I don't have many comments this week; there wasn't much to read, and I've already spent too much time looking at the Elman article. The chapter and the article seemed to cover a lot of the same ground, though the book talked more about the Kare nets, which seem useful for trying to do pre-defined tasks with neural networks.

The thing I noticed most about the Elman article was the annoying lack of detail. The experiments he did were described only very cursorily, which made them rather hard to duplicate.


Jeff Wu

The reading for this week focused strongly on the work of Elman and recurrent networks. Since my group followed his experiment in syntax recognition, I suppose I have the most to say about that aspect of the reading. The most significant aspect of Elman's experiment is that it proves that an innate sense of universal grammar is not necessary to natural language acquisition. Although the cluster analysis shows that his model clearly obeys the concept of universal grammar by separating words into different noun, verb, and object subcategories, it was not fed symbolic rules in order to do so. This strongly hints at universal grammar being a natural consequence of how human brains work, and that UG much more easily resembles a physical law of nature, rather than a directly innately used schema.

However, there are many problems with the experiment. Although, it is attempting to prove that natural language acquisition is possible as seen through a simple connectionist model, it doesn't quite capture real-life situations. Babies who are learning grammar never hear every possible sentence generated six times again and again. In fact, much of the input they receive may be ungrammatical. The experiment does not capture the poverty of input concept within its framework.

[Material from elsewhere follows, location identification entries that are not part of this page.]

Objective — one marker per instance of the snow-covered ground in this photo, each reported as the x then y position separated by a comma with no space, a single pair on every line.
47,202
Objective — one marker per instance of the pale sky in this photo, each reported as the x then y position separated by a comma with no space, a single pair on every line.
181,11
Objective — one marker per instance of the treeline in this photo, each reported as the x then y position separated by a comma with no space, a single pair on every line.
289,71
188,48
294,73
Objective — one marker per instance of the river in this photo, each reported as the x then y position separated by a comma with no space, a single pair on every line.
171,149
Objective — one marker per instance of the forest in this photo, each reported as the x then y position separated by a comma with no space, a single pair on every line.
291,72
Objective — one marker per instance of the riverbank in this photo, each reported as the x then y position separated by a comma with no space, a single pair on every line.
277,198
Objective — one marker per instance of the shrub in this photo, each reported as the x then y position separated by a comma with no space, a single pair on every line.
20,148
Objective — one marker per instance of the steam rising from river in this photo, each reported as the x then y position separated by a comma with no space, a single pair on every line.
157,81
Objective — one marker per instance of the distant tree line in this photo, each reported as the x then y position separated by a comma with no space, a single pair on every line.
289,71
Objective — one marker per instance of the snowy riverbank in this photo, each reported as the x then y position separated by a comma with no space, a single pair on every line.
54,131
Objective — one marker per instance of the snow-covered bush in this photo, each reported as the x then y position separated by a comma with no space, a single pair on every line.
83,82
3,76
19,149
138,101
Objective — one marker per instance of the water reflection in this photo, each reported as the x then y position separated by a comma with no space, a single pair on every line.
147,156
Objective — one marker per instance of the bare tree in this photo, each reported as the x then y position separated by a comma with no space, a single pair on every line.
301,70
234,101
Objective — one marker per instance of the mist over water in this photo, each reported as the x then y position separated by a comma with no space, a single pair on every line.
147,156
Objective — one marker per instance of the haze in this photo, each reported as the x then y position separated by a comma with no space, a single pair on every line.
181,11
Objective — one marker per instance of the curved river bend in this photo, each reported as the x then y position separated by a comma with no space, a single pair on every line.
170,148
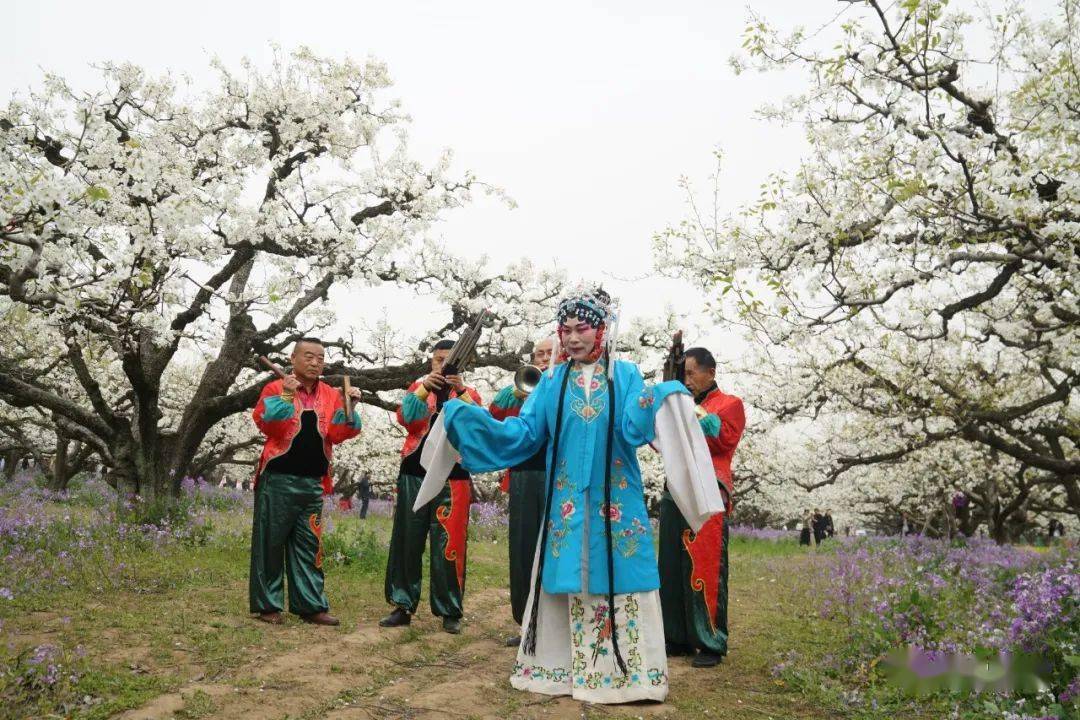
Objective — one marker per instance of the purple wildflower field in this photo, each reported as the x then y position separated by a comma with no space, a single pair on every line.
941,599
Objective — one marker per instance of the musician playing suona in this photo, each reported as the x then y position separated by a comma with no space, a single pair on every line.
444,520
525,484
596,548
693,567
302,418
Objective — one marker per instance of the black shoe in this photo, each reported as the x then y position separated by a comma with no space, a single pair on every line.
396,619
704,659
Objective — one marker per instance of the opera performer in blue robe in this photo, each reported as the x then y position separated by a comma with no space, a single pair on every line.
595,549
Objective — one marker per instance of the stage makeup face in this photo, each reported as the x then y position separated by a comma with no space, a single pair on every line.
308,361
698,377
437,360
579,338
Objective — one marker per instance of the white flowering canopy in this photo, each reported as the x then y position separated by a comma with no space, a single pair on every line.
909,291
153,241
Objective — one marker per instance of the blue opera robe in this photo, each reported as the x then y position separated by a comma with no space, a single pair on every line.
487,445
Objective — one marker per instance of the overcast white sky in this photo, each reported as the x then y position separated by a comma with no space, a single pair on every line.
585,112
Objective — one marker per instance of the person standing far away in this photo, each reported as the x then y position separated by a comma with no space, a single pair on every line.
302,419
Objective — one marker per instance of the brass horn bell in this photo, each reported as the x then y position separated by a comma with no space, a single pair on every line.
527,378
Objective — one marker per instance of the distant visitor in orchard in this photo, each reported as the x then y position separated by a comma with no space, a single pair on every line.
302,419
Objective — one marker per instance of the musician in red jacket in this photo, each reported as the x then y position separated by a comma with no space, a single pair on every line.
302,418
693,569
444,520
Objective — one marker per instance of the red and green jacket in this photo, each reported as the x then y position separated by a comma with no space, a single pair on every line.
724,439
415,415
279,419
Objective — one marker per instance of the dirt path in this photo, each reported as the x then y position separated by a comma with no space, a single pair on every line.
420,671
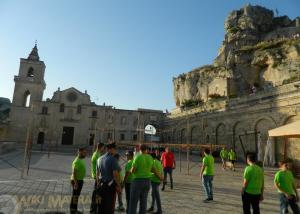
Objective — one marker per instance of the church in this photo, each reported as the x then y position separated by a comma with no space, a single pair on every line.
69,117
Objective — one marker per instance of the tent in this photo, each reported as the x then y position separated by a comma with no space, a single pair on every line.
291,130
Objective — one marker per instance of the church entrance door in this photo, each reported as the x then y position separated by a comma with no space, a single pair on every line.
67,136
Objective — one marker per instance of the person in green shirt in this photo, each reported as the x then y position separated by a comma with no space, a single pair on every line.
223,156
207,174
78,174
253,186
155,182
142,168
232,158
285,184
96,155
119,194
128,178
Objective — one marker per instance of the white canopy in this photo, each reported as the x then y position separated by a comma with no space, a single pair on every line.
291,130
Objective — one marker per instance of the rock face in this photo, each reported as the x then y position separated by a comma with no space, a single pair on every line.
4,108
258,50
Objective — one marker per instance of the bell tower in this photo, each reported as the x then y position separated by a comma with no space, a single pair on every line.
29,83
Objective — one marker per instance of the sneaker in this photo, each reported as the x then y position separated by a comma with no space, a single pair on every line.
151,209
121,208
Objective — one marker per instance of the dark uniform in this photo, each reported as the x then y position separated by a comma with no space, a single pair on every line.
107,186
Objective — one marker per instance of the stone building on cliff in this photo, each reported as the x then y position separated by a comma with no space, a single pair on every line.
252,86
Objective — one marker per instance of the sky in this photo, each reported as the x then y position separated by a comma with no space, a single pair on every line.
123,52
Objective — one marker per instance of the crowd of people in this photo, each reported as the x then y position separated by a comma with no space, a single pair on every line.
146,169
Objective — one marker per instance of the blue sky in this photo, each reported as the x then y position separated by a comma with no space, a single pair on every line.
123,52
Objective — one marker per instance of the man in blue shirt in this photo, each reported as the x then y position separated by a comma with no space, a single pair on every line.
108,180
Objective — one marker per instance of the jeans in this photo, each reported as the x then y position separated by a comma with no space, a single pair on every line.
156,196
120,201
250,200
127,193
207,184
93,208
108,198
75,195
285,202
168,170
138,193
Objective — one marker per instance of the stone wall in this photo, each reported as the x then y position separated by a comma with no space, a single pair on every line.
239,118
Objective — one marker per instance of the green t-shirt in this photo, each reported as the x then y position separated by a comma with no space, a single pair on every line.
285,181
158,167
223,154
208,161
79,165
143,164
232,155
254,175
94,159
127,169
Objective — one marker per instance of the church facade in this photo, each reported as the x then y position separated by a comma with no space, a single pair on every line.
69,117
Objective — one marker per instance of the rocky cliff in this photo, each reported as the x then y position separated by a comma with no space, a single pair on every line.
259,51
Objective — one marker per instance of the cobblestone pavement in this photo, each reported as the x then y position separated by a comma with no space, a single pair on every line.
47,188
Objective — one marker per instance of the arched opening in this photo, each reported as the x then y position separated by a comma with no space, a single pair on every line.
26,102
183,136
30,72
220,133
91,139
292,146
195,135
62,107
79,109
41,138
262,126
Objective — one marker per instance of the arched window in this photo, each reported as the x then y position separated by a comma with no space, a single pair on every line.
26,102
94,113
45,110
79,109
62,107
30,72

The experiment does show something interesting about the possible way words are "categorized" in our minds. The hierarchical cluster diagram shows that words are grouped together not only by their syntactic properties, but also by their semantic ones. Although the model was not given the lexical meaning or properties of the words, it was still able to abstract the categories through the semantic argument structure. Elman does not touch upon this idea in his paper, however, we feel this is an important note.

i guess another little important note is that the cluster analysis does not provide the fullest and clearest view of what is actually going on in the model. our group preformed pc analysis on the hidden node levels, which in graphical representation, showed many interesting quirks such a direction towards animacy, and varying closeness of the verbs to the nouns which i guess we shall discuss later today.